植物の病原体についての本を読んでいる。ヒトをはじめとする意識ある生物はどうしても個体をベースにした概念から逃れることができないけれど、植物や微生物はそれとはまた異なる在り方が可能なのだろう。村田沙耶香『コンビニ人間』の中で、死んだ小鳥の墓に花が添えられているのを見て、「花は殺してよいのか」と考えるシーンがあった(記憶がある)が、あのシーンについては明確に答えが出せるのだと直感している。どこまでも個体である動物とは違うことわりの上で生きている植物。花を殺すことについての答えを探すことは、人間中心主義からの離脱に近づくことなのだろう。

生物の進化には遺伝子の水平伝播・・・・と呼ばれる現象が関わっていることがある。これは、他の生物が持っている遺伝子を自身の遺伝子の中に取り込むことで新しく形質を獲得するというものなのだが、これが上手く機能するのはあくまでその生物が多産多死であるからだ。水平伝播によって獲得した遺伝子は、多くの場合は有害か無益かである。その多くの犠牲のうち、ごくわずかに残る有益な形質がその生物を新しい環境で生き残らせる。その手の細菌が環境に適応していくのは、多く生まれ、その大半が犠牲となることが前提のシステムを持っているからだ。それを可哀そうだと思うことは単なる擬人化による偏った感情移入でしかない。
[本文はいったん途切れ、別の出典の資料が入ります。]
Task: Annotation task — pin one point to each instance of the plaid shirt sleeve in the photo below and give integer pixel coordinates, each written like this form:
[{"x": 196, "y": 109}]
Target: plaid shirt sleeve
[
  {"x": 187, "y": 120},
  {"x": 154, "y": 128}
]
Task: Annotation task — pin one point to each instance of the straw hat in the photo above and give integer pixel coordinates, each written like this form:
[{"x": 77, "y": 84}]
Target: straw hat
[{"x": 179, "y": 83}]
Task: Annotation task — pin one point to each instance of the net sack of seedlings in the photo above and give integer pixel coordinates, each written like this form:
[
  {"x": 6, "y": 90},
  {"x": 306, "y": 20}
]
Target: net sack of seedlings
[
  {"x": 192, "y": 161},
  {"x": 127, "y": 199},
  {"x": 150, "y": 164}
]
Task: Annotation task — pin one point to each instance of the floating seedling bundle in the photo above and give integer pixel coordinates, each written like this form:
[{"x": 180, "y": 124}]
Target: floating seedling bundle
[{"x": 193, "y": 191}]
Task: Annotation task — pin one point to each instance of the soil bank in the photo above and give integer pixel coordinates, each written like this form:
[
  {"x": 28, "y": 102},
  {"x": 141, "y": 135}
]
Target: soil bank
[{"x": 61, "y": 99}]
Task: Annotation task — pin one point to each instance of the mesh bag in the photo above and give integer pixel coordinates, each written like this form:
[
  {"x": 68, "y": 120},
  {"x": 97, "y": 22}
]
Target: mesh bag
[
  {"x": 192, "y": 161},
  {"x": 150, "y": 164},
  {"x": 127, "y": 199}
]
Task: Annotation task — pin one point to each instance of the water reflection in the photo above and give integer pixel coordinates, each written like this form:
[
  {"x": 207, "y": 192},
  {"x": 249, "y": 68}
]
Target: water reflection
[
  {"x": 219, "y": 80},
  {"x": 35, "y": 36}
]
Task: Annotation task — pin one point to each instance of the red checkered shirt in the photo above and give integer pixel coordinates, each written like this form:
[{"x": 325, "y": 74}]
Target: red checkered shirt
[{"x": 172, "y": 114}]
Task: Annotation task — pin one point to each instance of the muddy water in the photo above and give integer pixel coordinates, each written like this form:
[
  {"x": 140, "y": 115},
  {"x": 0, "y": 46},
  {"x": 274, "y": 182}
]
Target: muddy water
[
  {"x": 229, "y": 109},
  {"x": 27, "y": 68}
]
人間の意識はどうしても個体というくびきにとらわれてしまう。システムであるということ。そこに個体としての意識がないこと。小鳥と同じ仕組みで花に感情移入することは、花を思うことにはならないだろう。植物に感染して毒素を産生する菌は人間にとっては病原菌だが、植物はそのことでヒトを含む他の動物に食べられずに済むことが増えるため、むしろ植物にとっては共生菌であるともいえる。

わたしはいまのところ世界が面白くて仕方がないので個体としては死んでしまったら困るなと思っているのだけど、それはそうとヒトとして生まれなければ意識のないシステムの中の一部として存在できたのかもしれないとも考えることがある。そうしてやはり『コンビニ人間』に戻ってくるのだが、個として存在してしまうこととシステムの一部であるという恍惚は、小鳥と花の死にそのまま喩えられるものなのだと思う。

意識ある個体は尊重されてしまう。そこに倫理が生じてしまうからだ。であるならば、倫理の生じないシステムの中で、細胞-組織-器官-個体-社会から成る構造の中で静かに生まれて死ぬこともひとつの理想なのかもしれないとも思う。